Yaspar-IR

This crate provides a few representations of SMT scripts and other functionalities.

Introduction

A typical use of the crate

We could use this crate to parse and analyze SMTLib scripts. This can be achieved in the following workflow:

fn main() {
    let script_string: String = read_script();
    // now we parse the string and hopefully we obtain a vector of untyped commands.
    // untyped ASTs in general maintain location information for error reporting, but they could be semantically mal-formed.
    let commands: Vec<u::Command> = UntypedAst.parse_script_str(&script_string).unwrap();
    // then we create a context to operate on. for most use cases, it doesn't make sense to hold more than one top-level context.
    let mut context = Context::new();
    // we invoke type-checking, after which we know the commands are well-formed and obtain a vector of typed commands.
    // typed ASTs returned by this crate maintain type invariant, so we can assume well-formedness of the terms, etc., and
    // operations on them shouldn't need to perform any type invariant checking.
    // it is possible for crate users to build their own typed ASTs directly. it is users' responsibility to maintain the
    // invariants. for testing purposes, users can invoke `.type_check()` again on these terms to check the invariant compliance.
    let commands: Vec<Command> = commands.type_check(&mut context).unwrap();
    // after type-checking, declarations and definitions are inserted to the context. check functions for contexts for details.

    // ...

    // next, we could, for example, obtain the assertions and analyze them.
    let mut asserted_terms: Vec<Term> = vec![];
    for command in &commands {
        // `command` is a hashconsed representation of a command.
        // we should call `.repr()` to obtain its internal representation, which is an enum.
        if let ACommand::Assert(t) = command.repr() {
            // we store the clone of the asserted term.
            // since `Term`s are also hashconsed, it's cheap to call `.clone()`!
            asserted_terms.push(t.clone());

            asserted_term.pop();
            // alternatively, we can insert a let-eliminated version of `t`, so that we do not have to consider let bindings!
            asserted_term.push(t.let_elim(&mut context));
        }
    }

    // now we have all the asserted terms, we can do whatever we want!
    let state = check_satisfiability(&mut context, asserted_terms);
    if state.is_sat() {
        println!("sat");
    } else if state.is_unsat() {
        println!("unsat");
    } else {
        println!("unknown");
    }
}

Checked v.s. Unchecked Building APIs

In general, we maintain a global top-level context to keep track of SMTLib objects and their validity:

let mut context = Context::new();

Via context, we can build typed SMTLib objects like Commands, Terms, and Sorts programmatically. Expectedly, these objects have well-formednes invariants. Users have two choices: either maintain the invariants manually via untyped APIs, or use the checked building APIs, which operations in a type-checking TC<T> monad.
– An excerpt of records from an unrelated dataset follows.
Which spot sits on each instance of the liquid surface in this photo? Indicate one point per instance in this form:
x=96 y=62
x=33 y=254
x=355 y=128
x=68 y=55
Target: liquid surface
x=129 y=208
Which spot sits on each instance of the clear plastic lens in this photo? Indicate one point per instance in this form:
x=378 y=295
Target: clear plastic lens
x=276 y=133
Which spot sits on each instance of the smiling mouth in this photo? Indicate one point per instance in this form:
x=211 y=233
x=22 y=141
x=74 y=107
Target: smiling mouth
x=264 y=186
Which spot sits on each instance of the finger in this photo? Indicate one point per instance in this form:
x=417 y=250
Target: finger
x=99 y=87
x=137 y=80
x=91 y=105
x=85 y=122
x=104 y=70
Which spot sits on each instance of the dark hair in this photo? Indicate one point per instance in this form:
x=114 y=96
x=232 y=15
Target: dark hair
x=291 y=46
To illustrate, the following snippet uses only the unchecked APIs to build (+ x y):

fn test_add_1() {
    let mut context = Context::new();
    // invoke `.ensure_logic()` to make sure a logic is set for the context, which affect type-checking.
    // we could also invoke `.set_ctx_logic("ALL")` (with any standard logic) to set a different logic.
    // type-checking commands could also set the logic if there is a `set-logic` command.
    context.ensure_logic();

    // ... something happened.

    let int_sort = context.int_sort();
    // create terms for global constants x and y
    let x = context.simple_sorted_symbol("x", int_sort.clone());
    let y = context.simple_sorted_symbol("y", int_sort.clone());
    // allocate a symbol for `+`
    let plus = context.allocate_symbol("+");
    // then we create `(+ x y)`
    let add_x_y = context.app(
        QualifiedIdentifier::simple(plus),
        vec![x, y],
        Some(int_sort), // note here that we must specify the return type of the application, and it cannot be `None`!
    );
    assert_eq!(add_x_y.to_string(), "(+ x y)");
}

The code above is error-prone for the following reasons:

it allocates the Int sort, which might not exist in the current logic, e.g. QF_NRA includes no Int.
Either x or y might not be present in the current context, depending on the setup, as they require declarations.
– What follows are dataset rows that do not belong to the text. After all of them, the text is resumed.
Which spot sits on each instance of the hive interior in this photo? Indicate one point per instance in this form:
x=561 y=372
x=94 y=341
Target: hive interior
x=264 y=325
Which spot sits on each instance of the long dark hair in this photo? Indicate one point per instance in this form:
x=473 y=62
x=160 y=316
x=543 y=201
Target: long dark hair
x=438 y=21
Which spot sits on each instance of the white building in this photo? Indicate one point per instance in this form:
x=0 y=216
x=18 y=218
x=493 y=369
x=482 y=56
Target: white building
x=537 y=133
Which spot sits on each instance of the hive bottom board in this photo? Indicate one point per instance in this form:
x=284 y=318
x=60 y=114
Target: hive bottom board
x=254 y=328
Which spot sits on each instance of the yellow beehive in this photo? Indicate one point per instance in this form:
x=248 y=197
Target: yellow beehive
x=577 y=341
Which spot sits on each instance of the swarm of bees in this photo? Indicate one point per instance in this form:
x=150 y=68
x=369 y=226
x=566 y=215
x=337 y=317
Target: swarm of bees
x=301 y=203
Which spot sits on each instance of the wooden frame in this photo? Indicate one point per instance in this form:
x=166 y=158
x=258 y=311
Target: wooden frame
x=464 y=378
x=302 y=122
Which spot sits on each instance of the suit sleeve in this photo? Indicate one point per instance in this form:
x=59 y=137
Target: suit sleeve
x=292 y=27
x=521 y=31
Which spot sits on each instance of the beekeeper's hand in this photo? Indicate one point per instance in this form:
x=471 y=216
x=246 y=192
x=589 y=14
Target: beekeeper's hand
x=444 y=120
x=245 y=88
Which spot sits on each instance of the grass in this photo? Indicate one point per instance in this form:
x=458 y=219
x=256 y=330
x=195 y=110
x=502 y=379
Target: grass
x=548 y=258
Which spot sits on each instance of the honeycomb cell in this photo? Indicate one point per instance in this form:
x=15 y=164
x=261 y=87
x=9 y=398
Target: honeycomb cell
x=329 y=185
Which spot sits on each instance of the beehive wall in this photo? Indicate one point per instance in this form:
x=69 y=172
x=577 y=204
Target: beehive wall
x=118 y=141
As a result, the addition itself might not be well-formed. Therefore, this code, even though the assertion will still succeed, might not maintain the invariants.

However, since these APIs are low-level and thus efficient, advanced users could use them for efficient term building, provided that they are responsible for maintaining the invariants.
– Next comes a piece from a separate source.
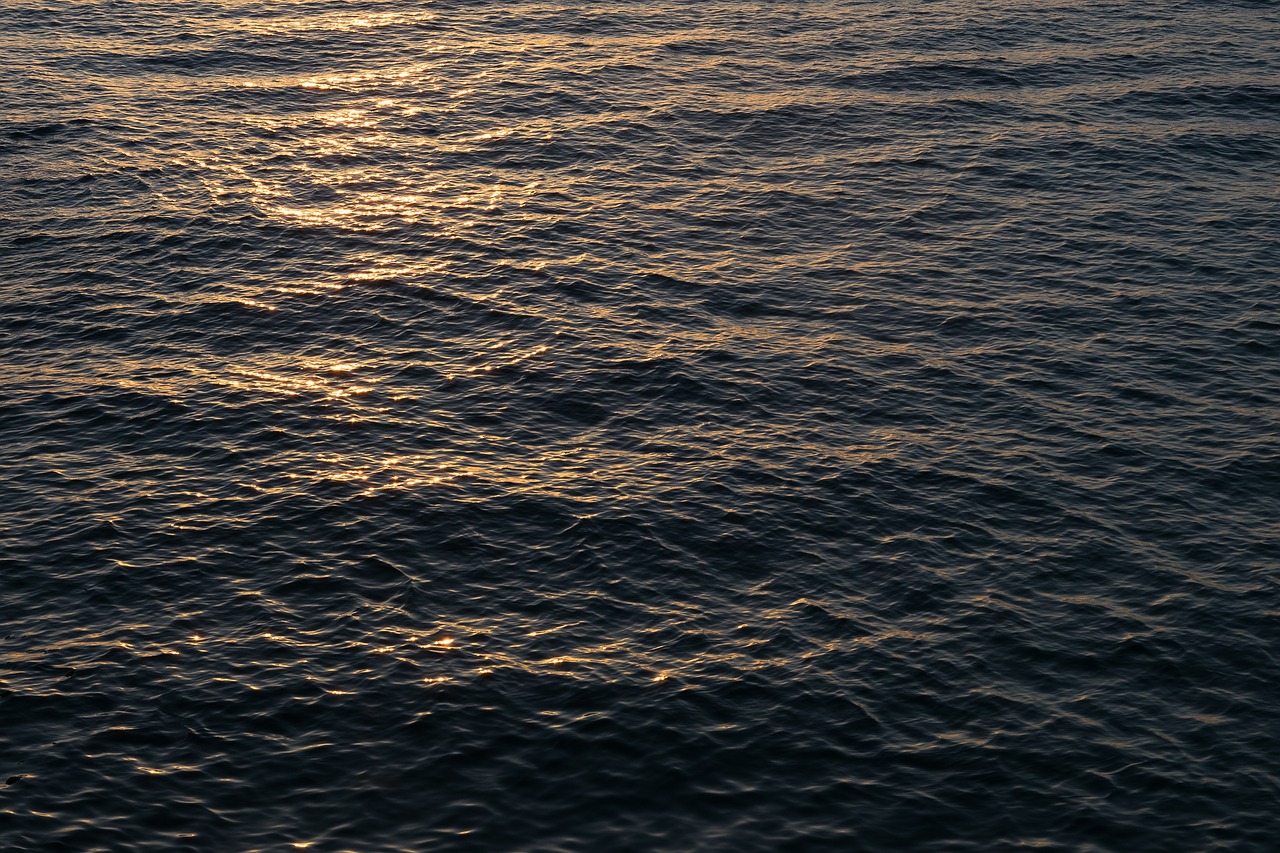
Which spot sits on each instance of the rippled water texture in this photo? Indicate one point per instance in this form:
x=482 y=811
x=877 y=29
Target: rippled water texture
x=472 y=425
Instead, we could write the following snippet, which relies on checked APIs to maintain the invariants; hence users are relieved from the responsibility.

fn test_add_2() -> TC<()> {
    let mut context = Context::new();
    context.ensure_logic();

    // ... something happened.

    // `.typed_symbol()` ensures that `x` and `y` are in scope. 
    // if not, an `Err` is returned.
    let x = context.typed_symbol("x")?;
    let y = context.typed_symbol("y")?;
    // same works for `.typed_simp_app`, which makes sure `+` is in scope, and it can takes
    // both `x` and `y` as arguments.
    let add_x_y = context.typed_simp_app("+", [x, y])?;
    assert_eq!(add_x_y.to_string(), "(+ x y)");
    Ok(())
}

All checked APIs are in the form of typed_* for building terms, and wf_* for building sorts. See the module ast::ctx::checked, and traits CheckedApi and ScopedSortApi for the full list of APIs.

Checked APIs in detail

The checked APIs are organized around two traits and a set of builder context types. Together, they form a scoped, type-safe interface for constructing well-formed SMTLib objects.

The `TC<T>` monad

All checked APIs return TC<T>, which is an alias for Result<T, String>. When a well-formedness invariant is violated (e.g. a symbol is not in scope, a sort mismatch occurs, or an argument count is wrong), the API returns an Err with a descriptive message. This means callers can use ? to propagate errors ergonomically.

The `CheckedApi` trait — building terms

CheckedApi is implemented by Context and by all builder context types (see below). It provides the following categories of functions:

Symbols and identifiers:

Method	Description
`typed_symbol(name)`	Look up a declared/defined symbol by name. Returns `Err` if not in scope or ambiguous (e.g. overloaded).
`typed_symbol_with_sort(name, sort)`	Look up a symbol and disambiguate by sort. Useful for polymorphic constructors like `nil`.
`typed_identifier(qid)`	Look up a fully qualified identifier.

Function application:

Method	Description
`typed_app(qid, args)`	Apply a qualified identifier to arguments. Checks arity and argument sorts.
`typed_simp_app(name, args)`	Convenience wrapper: apply a function by name string.
`typed_app_with_kind(kind, args)`	Apply a builtin `IdentifierKind` (e.g. indexed operators).

Literals:

Method	Description
`numeral(n)`	Build a numeral literal from a `UBig`.
`integer(i)`	Build an integer literal from an `IBig` (wraps negation if needed).
`typed_constant(c)`	Build a typed constant from a `Constant` value.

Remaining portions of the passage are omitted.